# airport claims wrong password, but it aint?



## gkase (May 21, 2008)

Hi,
been trying to log onto airport with my pismo at work. log in attempt pops up a window claiming that my password is wrong...but system admin says and demonstrates it isn't with other laptops...plus, I can log into non-password protected wifi in the building no problem...what's going on? I tossed all my internet pref files...still same issue...
thanks
George


----------



## ElDiabloConCaca (May 21, 2008)

If you're still using OS 9 on that laptop, then the issue may be the level of security that the AirPort implements.

OS 9 can only connect to WEP-protected routers.  It can't do the newer WPA and WPA2 protection.


----------



## gkase (May 22, 2008)

I am using OS 10.3
thanks
George


----------



## ElDiabloConCaca (May 22, 2008)

Then I don't have any idea what could be wrong unless you can get more specifics about the wireless router they're using... are they using 2.4GHz, 5GHz, or both?  Are they using WEP, WPA, or WPA2 wireless security on the router?  What exact brand and model is the router?

What kind of airport/wireless card are you using in the Pismo?


----------



## gkase (May 22, 2008)

Hi...thanks for trying to help...I have been able to access this router before with this laptop but since I reinstalled a new system it no longer works. The router is a Linksys WAP546X wireless G Access Point with SRX...it is WEP password protected, but the sys admin changed the WEP word that we used to have to type in to an english word that would be easier to remember. Of course, sys admin is on vacation, thus my difficulty. Everyone else in the office can log on no problem, and I can get on other wifi in our area...


----------



## ElDiabloConCaca (May 22, 2008)

That is strange, and it sounds like it's just an invalid password.  When you say you can get on the wireless network fine on other computers, do those other computers prompt you for a password, or do they already have the password stored and simply connect automatically?

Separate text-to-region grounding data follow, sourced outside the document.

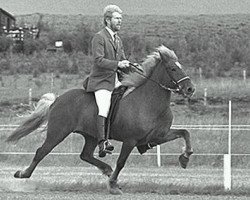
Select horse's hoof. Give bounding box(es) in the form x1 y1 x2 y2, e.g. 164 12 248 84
107 180 123 195
179 153 190 169
14 170 30 178
14 170 23 178
109 187 123 195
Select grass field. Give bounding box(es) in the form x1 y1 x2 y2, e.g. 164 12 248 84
0 166 249 199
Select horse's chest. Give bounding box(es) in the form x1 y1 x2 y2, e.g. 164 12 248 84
111 108 173 141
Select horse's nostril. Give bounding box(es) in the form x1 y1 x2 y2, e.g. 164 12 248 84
187 87 193 93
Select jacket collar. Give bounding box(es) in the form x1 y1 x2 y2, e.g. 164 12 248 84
105 26 117 41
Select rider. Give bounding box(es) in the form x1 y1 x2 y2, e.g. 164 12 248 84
83 5 130 157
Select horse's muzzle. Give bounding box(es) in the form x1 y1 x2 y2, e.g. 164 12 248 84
180 85 195 98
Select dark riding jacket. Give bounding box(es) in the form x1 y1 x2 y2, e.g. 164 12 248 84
83 28 126 92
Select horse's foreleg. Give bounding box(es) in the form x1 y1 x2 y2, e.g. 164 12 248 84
108 140 136 195
177 129 193 156
168 129 193 154
80 135 113 177
154 129 193 168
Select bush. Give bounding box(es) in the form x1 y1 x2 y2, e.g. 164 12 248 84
74 24 95 54
63 39 73 53
0 58 11 73
12 41 24 53
0 36 13 52
23 39 46 55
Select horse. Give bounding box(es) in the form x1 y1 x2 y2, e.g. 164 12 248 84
6 45 195 195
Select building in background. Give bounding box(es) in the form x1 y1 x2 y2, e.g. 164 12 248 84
0 8 16 35
0 8 39 42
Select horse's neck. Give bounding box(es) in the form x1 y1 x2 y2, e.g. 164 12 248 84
131 62 172 110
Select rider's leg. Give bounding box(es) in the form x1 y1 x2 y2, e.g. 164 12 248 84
95 89 114 157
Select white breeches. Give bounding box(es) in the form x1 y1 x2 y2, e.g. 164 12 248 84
94 89 112 118
94 74 121 118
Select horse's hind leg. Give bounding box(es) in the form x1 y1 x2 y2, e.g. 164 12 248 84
80 135 113 177
14 128 70 178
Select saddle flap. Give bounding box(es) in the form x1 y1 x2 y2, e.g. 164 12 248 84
106 86 128 138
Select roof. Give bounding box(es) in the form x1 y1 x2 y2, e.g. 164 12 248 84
0 8 16 21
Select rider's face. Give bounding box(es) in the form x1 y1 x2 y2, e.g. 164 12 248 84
107 12 122 32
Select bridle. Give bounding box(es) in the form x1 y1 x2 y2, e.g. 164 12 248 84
129 62 190 93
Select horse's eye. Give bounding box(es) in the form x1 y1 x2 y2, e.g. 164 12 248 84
171 68 176 71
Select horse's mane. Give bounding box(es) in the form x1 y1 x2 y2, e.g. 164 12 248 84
121 45 178 87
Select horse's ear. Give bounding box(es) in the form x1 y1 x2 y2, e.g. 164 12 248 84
158 50 168 62
158 50 164 61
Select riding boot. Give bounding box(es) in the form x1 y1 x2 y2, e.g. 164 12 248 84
96 115 114 157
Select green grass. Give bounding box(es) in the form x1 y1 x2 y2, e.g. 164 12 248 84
0 74 83 102
192 78 250 101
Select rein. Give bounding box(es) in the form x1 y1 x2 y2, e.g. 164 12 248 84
129 62 190 93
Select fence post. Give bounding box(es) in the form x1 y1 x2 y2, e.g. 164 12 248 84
224 100 232 191
243 70 246 81
50 73 54 92
157 145 161 167
204 88 207 106
199 67 202 80
224 154 232 191
29 88 32 107
228 101 232 159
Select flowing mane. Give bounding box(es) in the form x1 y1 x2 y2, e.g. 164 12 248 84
121 45 178 87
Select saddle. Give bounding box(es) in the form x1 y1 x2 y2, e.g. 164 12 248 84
106 85 128 139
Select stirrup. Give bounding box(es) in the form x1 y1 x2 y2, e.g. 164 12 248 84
105 140 114 151
99 148 112 158
98 140 113 158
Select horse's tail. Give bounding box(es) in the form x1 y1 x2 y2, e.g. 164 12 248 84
6 93 56 143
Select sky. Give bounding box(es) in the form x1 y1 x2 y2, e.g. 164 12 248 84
1 0 250 16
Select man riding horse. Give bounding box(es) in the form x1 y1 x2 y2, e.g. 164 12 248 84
83 5 131 157
6 4 196 195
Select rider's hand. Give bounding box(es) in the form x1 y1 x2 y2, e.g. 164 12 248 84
118 60 130 68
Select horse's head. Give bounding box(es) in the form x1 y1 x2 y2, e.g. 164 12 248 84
121 45 195 98
158 46 195 98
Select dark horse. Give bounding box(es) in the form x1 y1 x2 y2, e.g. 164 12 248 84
6 45 195 194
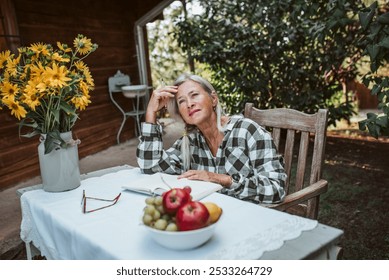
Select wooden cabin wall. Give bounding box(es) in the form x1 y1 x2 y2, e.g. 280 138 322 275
0 0 162 190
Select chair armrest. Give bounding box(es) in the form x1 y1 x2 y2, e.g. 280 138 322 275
266 179 328 212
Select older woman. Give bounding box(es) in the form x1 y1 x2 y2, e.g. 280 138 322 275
137 73 286 204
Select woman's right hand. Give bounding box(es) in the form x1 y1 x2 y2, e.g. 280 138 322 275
146 86 178 123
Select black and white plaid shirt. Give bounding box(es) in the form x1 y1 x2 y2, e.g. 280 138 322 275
137 115 286 204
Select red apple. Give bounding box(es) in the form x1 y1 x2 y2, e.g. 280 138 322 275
176 201 210 231
162 188 191 215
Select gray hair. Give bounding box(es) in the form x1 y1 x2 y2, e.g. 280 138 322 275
166 73 225 171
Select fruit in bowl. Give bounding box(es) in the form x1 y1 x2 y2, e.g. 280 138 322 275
176 201 210 231
203 202 223 223
142 187 222 250
162 187 191 215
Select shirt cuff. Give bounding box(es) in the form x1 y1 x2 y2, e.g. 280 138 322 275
230 173 244 189
141 122 163 137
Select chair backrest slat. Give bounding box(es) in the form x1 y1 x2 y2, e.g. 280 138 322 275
283 129 295 192
272 128 281 150
295 131 310 191
309 109 328 184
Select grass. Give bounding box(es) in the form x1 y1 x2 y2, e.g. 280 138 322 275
317 132 389 259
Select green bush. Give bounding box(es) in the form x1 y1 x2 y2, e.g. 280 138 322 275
175 0 366 126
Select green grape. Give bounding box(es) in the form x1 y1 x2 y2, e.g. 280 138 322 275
161 214 171 221
156 205 165 214
154 196 163 206
154 219 168 230
145 197 155 205
166 223 178 231
144 205 155 215
153 209 161 220
143 214 153 225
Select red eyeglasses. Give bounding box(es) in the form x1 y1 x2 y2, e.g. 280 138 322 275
81 190 121 214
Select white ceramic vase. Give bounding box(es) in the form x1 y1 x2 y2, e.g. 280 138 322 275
38 131 81 192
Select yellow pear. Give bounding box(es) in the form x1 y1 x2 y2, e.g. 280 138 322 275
203 202 223 223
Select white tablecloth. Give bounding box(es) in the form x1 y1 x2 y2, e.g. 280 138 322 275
20 168 317 260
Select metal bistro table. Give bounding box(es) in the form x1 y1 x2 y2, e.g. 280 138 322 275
18 166 343 260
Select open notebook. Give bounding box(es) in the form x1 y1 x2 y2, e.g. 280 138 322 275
122 172 223 201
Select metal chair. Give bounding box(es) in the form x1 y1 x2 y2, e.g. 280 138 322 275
108 71 147 144
244 103 329 220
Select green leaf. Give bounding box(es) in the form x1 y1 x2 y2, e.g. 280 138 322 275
377 12 389 25
371 84 382 95
375 116 388 128
44 131 65 154
367 44 380 61
370 61 378 72
358 119 367 131
366 121 379 138
378 36 389 49
358 2 377 30
20 130 40 139
366 112 378 119
369 22 382 38
53 108 60 123
44 134 57 154
378 91 386 102
362 76 370 87
60 100 76 114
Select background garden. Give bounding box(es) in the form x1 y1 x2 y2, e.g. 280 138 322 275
148 0 388 136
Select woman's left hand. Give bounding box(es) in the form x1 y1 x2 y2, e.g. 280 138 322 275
178 170 231 188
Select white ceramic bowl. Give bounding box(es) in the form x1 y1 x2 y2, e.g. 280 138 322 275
144 222 219 250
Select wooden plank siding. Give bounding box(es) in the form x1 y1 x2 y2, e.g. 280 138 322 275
0 0 163 190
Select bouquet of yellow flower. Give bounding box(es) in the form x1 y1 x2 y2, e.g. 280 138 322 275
0 34 98 153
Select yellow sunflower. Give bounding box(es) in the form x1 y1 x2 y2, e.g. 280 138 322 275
74 35 93 55
79 80 90 95
29 43 50 57
2 95 27 120
52 52 70 63
23 78 45 97
43 63 72 89
57 42 71 53
5 55 21 77
0 50 12 68
74 61 86 70
22 89 41 111
29 61 46 80
71 94 91 110
83 67 94 87
0 81 19 97
36 82 47 93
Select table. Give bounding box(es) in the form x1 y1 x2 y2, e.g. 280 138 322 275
19 166 343 260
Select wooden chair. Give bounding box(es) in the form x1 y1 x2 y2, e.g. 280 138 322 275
244 103 329 220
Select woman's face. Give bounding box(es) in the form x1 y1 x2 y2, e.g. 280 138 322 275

If they prompt you for a password, does the same password you're trying to use on your Mac work on those other computers?


----------



## gkase (May 22, 2008)

I just tried on another guy's laptop and it prompted for the password and entering the password worked...it just doesn't work on mine!?! another data point is that I set up an old airport flying saucer base station, set up a password and it logged onto that no problem. Is there a pref file or something like that that might be corrupted on my pismo?


----------



## ElDiabloConCaca (May 22, 2008)

If you don't have other wireless networks you need to remember the password to, try removing all occurrences of "AirPort" keychains stored in your keychain, then try reconnecting to the problematic station.


----------



## gkase (May 22, 2008)

I don't use keychains at all...but just for fun, I tried to add this password and create a keychain for it...the Pismo didn't let me create a keychain for this password! weird.


----------



## scottwickizer (Jul 14, 2008)

I have been having the same problem, and i tried removing other passwords from my keychain, to no avail.  I am using an imac G4 (spherical body style) with an original AirPort card.  Could it be the card, and it's inability to handle new encryption styles, or might it be incompatible with modern routers?


----------



## gkase (Jul 14, 2008)

I finally gave up. But here is my best guess as to what's going on. My ISP is SBC Yahoo and they added a new "security" level to their logon process and that is what is now preventing my Airport from working correctly. So, to test my theory, I purchased a non-current technology 2Wire wireless router for cheap and it now supplies wireless for all my macs. The Airport no longer functions and I got tired of spending hours of phone time talking with non-English speakers about issues that they don't have a clue about. If there was another choice, I would have done that instead of staying with SBCYahoo...
George


----------